Agents that imagine and plan

Agents that imagine and plan(deepmind.com)

173 points by interconnector 8 years ago | 58 comments

interfixus 8 years ago |

"This form of deliberative reasoning is essentially ‘imagination’, it is a distinctly human ability"

A completely unfounded supposition, as so often appears to be the case when some human monopoly is claimed. We didn't magically sprout whole new categories of ability during a measly few million years of evolution.

Anecdotally, I see crows getting out out the way of my car. Not confused and haphazardly as many birds do, but in calculated, deliberate, unhurried steps to somewhere just outside my trajectory - steps which clearly takes into account such elements as my speed and the state of other traffic on the road. Furthermore, when it's season for walnuts and the like, they'll calmly drop their haul on the asphalt, expecting my tyres to crush it for them. This - in my rural bit of Northern Europe - appears to be a recent import or invention; I never saw it done until two years ago.

And there's The Case of the Dog and the Peanut Butter Jars. My dog, my peanut butter jars, and they were empty, but not cleaned. Alone at home, she found them one day, and clearly had experimented on the first one, which had bitemarks aplenty on the lid. The rest she managed to unscrew without damage. Having licked the jars clean, apparently she got to thinking of the grumpy guy who woul eventually be coming home. I can think of no other explanation why I found the entire stash of licked-clean jars hidden - although not succesfully - under a rug.

Tell me again about imagination and its distinctly human nature.

bambax 8 years ago | |

Of course. This is extremely annoying, esp. now that the Internets are choke-full of counter examples. Descartes wrote many stupid things about animals being "automatons", but at least he had the excuse of living in a pre-Youtube erra.

> When placing a glass on the edge of a table, for example, we will likely pause to consider how stable it is and whether it might fall. On the basis of that imagined consequence we might readjust the glass to prevent it from falling and breaking.

Or, if you're a cat, you might push it over the edge for the fun of it:

https://www.youtube.com/watch?v=RI1rv3re7as

In fact, the cat in this video appears to have more imagination than the paper's authors.

bryanrasmussen 8 years ago | |

reminds me of my dog and cat when I was a kid in Germany whenever we left the house the cat, a Siamese who had learned to open doors, would open the door to the garbage and the dog would then pull it into the kitchen to spread on the floor for a party.

zimpenfish 8 years ago | |

> I can think of no other explanation

Well, just because you can't think of one, doesn't mean your explanation is correct, surely.
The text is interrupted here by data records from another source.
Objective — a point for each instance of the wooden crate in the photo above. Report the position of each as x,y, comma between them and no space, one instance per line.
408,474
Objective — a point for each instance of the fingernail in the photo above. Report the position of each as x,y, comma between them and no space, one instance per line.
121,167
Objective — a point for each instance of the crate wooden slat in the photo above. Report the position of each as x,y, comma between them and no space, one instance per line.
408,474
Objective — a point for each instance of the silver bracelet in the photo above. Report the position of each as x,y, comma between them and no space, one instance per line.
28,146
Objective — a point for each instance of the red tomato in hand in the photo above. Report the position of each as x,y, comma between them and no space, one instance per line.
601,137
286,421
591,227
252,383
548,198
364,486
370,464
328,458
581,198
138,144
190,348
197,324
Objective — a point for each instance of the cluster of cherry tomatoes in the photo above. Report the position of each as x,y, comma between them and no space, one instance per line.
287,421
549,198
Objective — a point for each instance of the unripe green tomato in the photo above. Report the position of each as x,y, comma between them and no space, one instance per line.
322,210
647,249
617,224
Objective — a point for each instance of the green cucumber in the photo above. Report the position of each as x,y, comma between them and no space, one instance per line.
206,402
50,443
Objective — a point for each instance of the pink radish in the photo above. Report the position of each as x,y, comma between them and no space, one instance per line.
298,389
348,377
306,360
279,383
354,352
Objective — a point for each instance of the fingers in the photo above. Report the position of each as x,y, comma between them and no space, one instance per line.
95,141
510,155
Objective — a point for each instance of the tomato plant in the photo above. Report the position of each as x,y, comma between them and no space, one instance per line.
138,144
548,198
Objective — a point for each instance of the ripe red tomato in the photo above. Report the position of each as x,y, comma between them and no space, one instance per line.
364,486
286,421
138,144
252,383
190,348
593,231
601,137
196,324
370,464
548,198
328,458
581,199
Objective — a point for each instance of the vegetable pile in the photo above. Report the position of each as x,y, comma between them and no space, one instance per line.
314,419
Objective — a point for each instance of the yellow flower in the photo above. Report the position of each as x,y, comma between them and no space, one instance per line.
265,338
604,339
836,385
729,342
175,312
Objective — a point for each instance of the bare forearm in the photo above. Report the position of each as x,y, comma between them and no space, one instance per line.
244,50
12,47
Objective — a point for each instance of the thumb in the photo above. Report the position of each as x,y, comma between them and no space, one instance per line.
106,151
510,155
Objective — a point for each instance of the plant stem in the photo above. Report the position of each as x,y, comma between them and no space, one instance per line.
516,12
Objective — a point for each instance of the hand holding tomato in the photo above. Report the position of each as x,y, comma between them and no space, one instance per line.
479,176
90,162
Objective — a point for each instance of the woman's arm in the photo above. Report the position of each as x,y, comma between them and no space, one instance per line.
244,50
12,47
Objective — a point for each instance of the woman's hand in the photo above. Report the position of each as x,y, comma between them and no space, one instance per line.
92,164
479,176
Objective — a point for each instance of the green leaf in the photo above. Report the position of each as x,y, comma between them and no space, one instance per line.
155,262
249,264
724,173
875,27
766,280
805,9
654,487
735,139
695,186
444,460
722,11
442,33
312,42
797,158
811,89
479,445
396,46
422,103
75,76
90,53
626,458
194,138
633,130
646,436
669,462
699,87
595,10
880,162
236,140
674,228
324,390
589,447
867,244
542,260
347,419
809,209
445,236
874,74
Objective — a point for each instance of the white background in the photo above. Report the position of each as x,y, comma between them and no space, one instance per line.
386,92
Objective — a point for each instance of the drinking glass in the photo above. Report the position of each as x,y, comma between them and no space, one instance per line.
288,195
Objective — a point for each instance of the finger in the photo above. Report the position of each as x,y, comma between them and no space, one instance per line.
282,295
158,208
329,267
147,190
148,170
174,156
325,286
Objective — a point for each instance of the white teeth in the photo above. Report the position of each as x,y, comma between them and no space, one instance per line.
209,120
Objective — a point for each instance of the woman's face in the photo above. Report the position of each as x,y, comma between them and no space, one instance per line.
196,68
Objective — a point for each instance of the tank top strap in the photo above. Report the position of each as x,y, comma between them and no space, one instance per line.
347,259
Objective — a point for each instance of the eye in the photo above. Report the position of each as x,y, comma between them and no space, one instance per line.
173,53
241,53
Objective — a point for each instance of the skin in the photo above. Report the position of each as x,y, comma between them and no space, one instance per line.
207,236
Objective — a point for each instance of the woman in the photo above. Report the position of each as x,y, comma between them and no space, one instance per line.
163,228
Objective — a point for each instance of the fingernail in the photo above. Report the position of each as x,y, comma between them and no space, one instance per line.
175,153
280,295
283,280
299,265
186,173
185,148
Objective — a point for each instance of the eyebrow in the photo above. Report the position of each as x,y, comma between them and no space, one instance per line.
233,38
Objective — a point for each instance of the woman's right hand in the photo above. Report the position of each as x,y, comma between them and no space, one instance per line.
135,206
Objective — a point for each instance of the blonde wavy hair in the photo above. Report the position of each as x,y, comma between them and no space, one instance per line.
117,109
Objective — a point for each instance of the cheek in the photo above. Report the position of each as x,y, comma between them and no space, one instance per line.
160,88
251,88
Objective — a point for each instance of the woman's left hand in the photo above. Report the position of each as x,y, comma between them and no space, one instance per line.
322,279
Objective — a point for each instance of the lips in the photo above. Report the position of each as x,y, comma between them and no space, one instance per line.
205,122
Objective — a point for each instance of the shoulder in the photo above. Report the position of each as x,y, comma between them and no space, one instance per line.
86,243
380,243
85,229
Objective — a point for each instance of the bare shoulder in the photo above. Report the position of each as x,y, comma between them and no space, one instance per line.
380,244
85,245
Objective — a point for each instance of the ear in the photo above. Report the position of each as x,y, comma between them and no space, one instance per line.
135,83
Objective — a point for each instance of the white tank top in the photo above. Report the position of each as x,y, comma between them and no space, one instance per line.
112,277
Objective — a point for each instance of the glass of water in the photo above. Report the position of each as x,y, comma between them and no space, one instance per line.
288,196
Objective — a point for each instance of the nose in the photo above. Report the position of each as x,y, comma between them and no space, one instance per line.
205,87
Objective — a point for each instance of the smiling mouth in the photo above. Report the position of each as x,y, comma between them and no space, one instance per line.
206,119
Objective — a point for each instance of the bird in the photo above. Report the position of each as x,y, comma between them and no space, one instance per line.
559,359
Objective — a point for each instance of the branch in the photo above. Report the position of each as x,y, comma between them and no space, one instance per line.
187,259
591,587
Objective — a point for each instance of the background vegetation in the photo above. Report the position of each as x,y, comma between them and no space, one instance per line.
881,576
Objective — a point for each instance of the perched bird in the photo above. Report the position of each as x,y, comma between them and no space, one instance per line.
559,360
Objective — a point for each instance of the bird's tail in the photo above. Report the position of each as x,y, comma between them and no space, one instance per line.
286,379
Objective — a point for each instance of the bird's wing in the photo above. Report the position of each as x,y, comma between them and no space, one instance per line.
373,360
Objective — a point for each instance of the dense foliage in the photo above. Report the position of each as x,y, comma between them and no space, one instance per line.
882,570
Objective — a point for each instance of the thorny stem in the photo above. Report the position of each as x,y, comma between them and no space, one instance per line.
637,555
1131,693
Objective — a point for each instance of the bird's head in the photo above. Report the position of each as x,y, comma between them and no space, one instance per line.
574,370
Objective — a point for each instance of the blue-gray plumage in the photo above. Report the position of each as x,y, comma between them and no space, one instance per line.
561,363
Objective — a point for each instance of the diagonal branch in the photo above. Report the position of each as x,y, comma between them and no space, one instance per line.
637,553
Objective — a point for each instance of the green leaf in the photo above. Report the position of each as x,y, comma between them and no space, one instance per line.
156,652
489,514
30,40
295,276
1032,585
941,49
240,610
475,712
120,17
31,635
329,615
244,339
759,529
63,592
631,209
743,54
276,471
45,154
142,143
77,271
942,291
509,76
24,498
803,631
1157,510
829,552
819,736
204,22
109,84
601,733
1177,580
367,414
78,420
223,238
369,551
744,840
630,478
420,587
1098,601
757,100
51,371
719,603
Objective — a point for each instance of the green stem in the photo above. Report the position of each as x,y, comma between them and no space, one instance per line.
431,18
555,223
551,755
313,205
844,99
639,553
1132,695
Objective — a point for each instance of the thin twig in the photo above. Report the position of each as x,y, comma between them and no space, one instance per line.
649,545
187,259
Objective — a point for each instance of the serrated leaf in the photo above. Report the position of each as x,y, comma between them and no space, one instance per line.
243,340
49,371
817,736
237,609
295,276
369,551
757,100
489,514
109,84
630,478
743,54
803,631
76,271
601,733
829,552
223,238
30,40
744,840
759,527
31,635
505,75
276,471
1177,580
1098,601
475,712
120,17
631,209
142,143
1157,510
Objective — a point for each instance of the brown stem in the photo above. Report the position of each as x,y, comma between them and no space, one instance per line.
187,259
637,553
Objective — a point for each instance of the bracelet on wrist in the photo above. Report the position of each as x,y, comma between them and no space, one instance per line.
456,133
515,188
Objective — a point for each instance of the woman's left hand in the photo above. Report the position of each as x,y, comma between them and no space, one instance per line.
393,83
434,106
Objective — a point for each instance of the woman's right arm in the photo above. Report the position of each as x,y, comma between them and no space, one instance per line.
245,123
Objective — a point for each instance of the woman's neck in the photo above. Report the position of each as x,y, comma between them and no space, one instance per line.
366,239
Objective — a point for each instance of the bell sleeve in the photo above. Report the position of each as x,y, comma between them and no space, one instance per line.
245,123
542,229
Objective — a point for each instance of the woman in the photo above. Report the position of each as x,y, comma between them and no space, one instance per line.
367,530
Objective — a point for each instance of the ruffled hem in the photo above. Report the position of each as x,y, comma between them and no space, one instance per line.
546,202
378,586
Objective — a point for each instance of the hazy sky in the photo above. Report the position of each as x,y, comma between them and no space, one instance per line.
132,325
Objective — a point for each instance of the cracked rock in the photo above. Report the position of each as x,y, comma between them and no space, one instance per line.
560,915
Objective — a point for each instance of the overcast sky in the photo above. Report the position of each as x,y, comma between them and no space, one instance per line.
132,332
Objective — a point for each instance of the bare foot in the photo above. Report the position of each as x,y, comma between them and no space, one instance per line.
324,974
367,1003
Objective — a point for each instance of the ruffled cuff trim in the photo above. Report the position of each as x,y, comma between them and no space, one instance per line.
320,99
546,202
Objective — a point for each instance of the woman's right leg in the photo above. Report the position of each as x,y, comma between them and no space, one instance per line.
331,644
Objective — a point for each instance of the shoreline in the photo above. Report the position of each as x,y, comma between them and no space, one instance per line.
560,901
This could easily be explained by an instinctual "hide food remnants to avoid attracting bigger things".

interfixus 8 years ago | | |

In some formal scheme yes. In the actual situation no, it could not easily. Or we can reduce the question to a squabble of semantics: Alright, the dog's actions were not conscious and actively planned, but then neither are ours. I fail to see the fundamental difference, and have never really heard a coherent case made that there is one. You are of course right that argument from own lack of imagination is no proof of anything.

akvadrako 8 years ago | |

> Tell me again about imagination and its distinctly human nature.

https://en.wikipedia.org/wiki/Bicameralism_(psychology)

interfixus 8 years ago | | |

Thank you. Yet another exhibit in the case against psychology as a valid scientific endeavour.

ansgri 8 years ago |

https://en.wikipedia.org/wiki/Model_predictive_control

Of course imagining possible outcomes before executing is useful! And it has many uses outside deep learning. No reason to reinvent new words, really. At least without referring to the established ones.

Maybe there is a serious novel idea, but I've missed it.

Basically, if you need to control a complex process (i.e. bring some future outcome in accordance to your plan), you can build a forward model of the system under control (which is simpler than a reverse model), and employ some optimization techniques (combinatorial, i.e. graph-based; numeric derivative-free, i.e. pattern-search; or differential) to find the optimal current action.

gradstudent 8 years ago |

I'm not a planning guy but I work in a closely related community so I'm a least somewhat familar with the area.

Looking at the first paper (https://arxiv.org/pdf/1707.06170.pdf), it seems surprisingly shallow and light on details. So they have a learning system for continuous planning. So what? The AI Planning community has been doing this for ages with MDPs and POMDPs, solving problems where the planning domain has some discrete variables and some continuous variables. Here's a summary tutorial from Scott Sanner at ICAPS 2012: http://icaps12.icaps-conference.org/planningschool/slides-Sa...

Speaking of ICAPS: this conference is the primary venue for disseminating scientific results to researchers in the area. Yet the authors here cite exactly one ICAPS paper. WTF?

My bullshit detector is blaring.

tnecniv 8 years ago | |

I agree. Besides (PO)MDPs, the control people also get into neural networks whenever they come in vogue.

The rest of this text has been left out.